A lot of us do Linux upgrades every three months or so. Wouldn't it give you a warm, comforting feeling during your next one to be able to dismount your "home" disk in advance and know that there's no way the upgrade can possibly step on your personal files?
Or let's suppose you have a fatal disk crash. If you have only one disk, goodbye Charlie. If you have two, maybe the crashed one was your system disk, in which case you can buy another and mess around with a new Linux installation knowing your personal files are safe (see above).
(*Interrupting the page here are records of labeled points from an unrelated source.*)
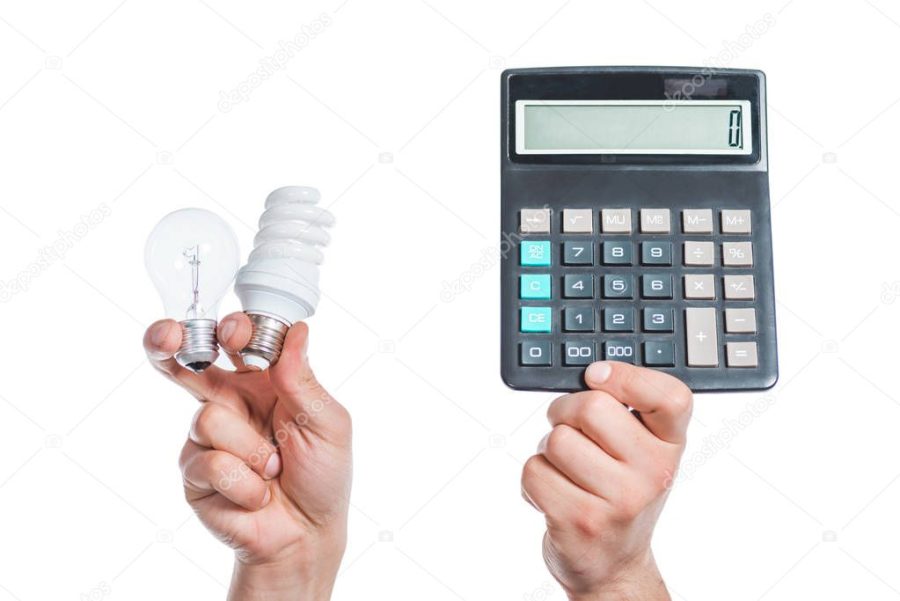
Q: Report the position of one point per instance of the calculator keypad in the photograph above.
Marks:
(673, 288)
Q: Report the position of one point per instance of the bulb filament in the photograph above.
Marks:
(193, 256)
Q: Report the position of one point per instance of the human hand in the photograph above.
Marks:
(601, 478)
(267, 463)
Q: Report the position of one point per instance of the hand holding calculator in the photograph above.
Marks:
(637, 203)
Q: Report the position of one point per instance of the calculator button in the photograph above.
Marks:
(702, 342)
(534, 287)
(618, 320)
(735, 222)
(617, 286)
(578, 253)
(535, 253)
(578, 353)
(741, 354)
(615, 221)
(699, 253)
(656, 253)
(536, 320)
(699, 286)
(659, 354)
(535, 353)
(534, 221)
(739, 287)
(657, 286)
(659, 319)
(617, 253)
(740, 321)
(579, 285)
(578, 319)
(619, 351)
(655, 221)
(696, 221)
(737, 254)
(578, 221)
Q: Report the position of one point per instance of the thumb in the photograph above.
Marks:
(309, 404)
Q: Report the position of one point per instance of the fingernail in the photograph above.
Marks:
(158, 336)
(598, 372)
(273, 465)
(226, 329)
(543, 444)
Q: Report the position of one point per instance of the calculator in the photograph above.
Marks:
(636, 226)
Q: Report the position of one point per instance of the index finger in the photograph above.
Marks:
(664, 402)
(161, 341)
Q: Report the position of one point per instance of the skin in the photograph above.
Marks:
(601, 478)
(267, 463)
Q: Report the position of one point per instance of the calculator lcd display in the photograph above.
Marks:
(703, 127)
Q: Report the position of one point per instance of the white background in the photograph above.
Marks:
(393, 112)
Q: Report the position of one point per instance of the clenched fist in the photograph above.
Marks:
(601, 477)
(266, 465)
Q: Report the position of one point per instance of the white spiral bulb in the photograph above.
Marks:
(279, 285)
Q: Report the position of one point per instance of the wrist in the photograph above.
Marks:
(295, 576)
(637, 580)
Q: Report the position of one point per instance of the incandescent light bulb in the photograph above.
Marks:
(192, 256)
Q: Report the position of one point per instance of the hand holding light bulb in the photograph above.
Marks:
(192, 256)
(267, 463)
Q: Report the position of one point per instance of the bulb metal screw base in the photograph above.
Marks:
(265, 343)
(199, 346)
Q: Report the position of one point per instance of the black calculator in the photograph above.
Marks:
(636, 226)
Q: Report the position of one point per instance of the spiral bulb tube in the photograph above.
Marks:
(279, 285)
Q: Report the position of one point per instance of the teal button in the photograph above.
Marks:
(534, 287)
(536, 319)
(535, 253)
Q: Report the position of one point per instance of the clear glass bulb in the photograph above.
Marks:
(192, 256)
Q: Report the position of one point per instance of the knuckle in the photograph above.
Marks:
(217, 465)
(593, 404)
(589, 520)
(531, 472)
(185, 456)
(680, 399)
(557, 442)
(206, 420)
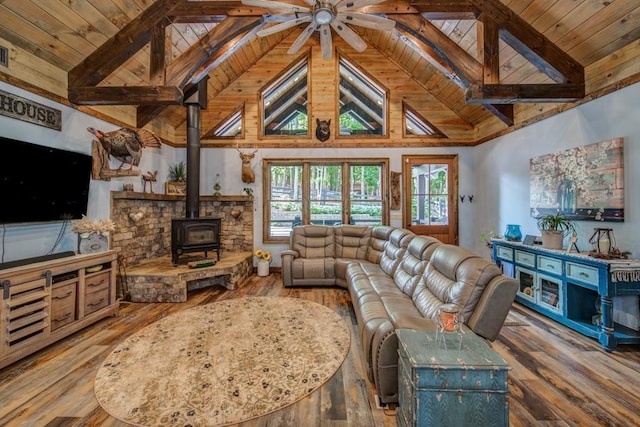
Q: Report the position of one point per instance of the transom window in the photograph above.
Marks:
(284, 106)
(230, 127)
(323, 191)
(362, 102)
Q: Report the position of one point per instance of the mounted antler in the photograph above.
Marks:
(248, 176)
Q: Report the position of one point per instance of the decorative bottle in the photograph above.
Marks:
(217, 186)
(513, 233)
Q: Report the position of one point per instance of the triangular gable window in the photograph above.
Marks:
(362, 102)
(284, 106)
(231, 127)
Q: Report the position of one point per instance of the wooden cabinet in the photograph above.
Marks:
(441, 387)
(574, 289)
(46, 301)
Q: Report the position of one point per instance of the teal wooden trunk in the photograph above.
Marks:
(450, 387)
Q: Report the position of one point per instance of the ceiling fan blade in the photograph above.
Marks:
(325, 41)
(349, 36)
(346, 5)
(302, 38)
(368, 21)
(284, 26)
(275, 5)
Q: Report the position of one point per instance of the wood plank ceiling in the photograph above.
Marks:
(491, 64)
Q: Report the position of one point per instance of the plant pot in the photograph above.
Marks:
(263, 268)
(552, 239)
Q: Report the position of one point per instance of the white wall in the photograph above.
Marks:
(502, 166)
(25, 241)
(502, 174)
Or maybe it was your home disk; in that case, you can still run and do recovery stuff and basic Net communications until you can buy another home disk and restore it from backups (you did keep backups, right?).
You can even tune your disk configuration for performance this way. SCSI controllers can interleave requests to different disks, so your swapper and other system daemons will be able to use scratch files on the system disk at the same time your applications are using files on the home disk. Thus you may find you actually get faster throughput with two smaller disks than one big one.
To get the most leverage from this effect, choose your system disk for access speed and your home disk for capacity. In December 96 I would ideally choose a 1GB fast system disk and a 2GB home disk.